Así y todo, aceptaban gustosos la encomienda y esperaban dispuestos la llegada de las vacaciones. Pero el tiempo hace crecer a los párvulos y envejecer a los abuelos. Y de contra, aquellos niños de tanta temporada en el barrio, hicieron amigos de padres que también querían gozar de la lejanía de los descendientes. Sabían que los hijos estaban en buenas manos.
Y aquel tranquilo hogar de los recientemente jubilados, quienes criaron a los hijos sin ayuda de otros familiares, y que supusieron que algunos de los vacíos acumulados por cumplir con el trabajo y la atención a los hijos, lo llenarían en su calidad de dueños absolutos del tiempo, comprobaron que para ellos como en la canción de la juventud, la vida seguía igual.

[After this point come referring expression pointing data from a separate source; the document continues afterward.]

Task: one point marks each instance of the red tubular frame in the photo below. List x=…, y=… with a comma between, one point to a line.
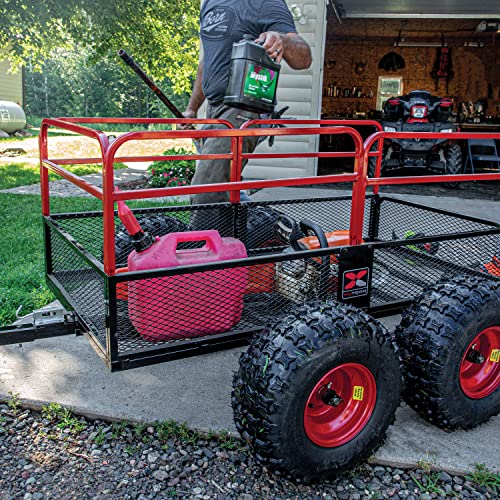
x=108, y=194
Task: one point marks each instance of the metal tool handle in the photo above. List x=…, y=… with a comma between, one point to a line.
x=145, y=78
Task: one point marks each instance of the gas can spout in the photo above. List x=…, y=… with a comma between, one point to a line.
x=140, y=239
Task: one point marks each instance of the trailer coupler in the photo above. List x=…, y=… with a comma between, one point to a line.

Aquel reguetón retumbante venido de una de las habitaciones, lo hizo sacar sus propias conclusiones. Decidido, marchó a la cocina, lugar donde la anciana permanecía por gran parte del día en la tarea de saciar los voraces estómagos de los visitantes. A ritmo del reguetón que también invadía la estancia, volcó la relatoría de los hechos que lo llevaron a una única conclusión: Cada padre y madre cargaría con sus hijos. Ellos pasarían solos el próximo verano.
Sudorosa, demacrada, pero con fuerzas para amasar las cien croquetas de pescado, alzando la voz por encima del tan tan de la música, exclamó acongojada: “¡Pobrecitos, uno no sabe lo que les deparará el futuro!”.
El anciano no respondió. Él sí sabía lo que le deparaba el presente.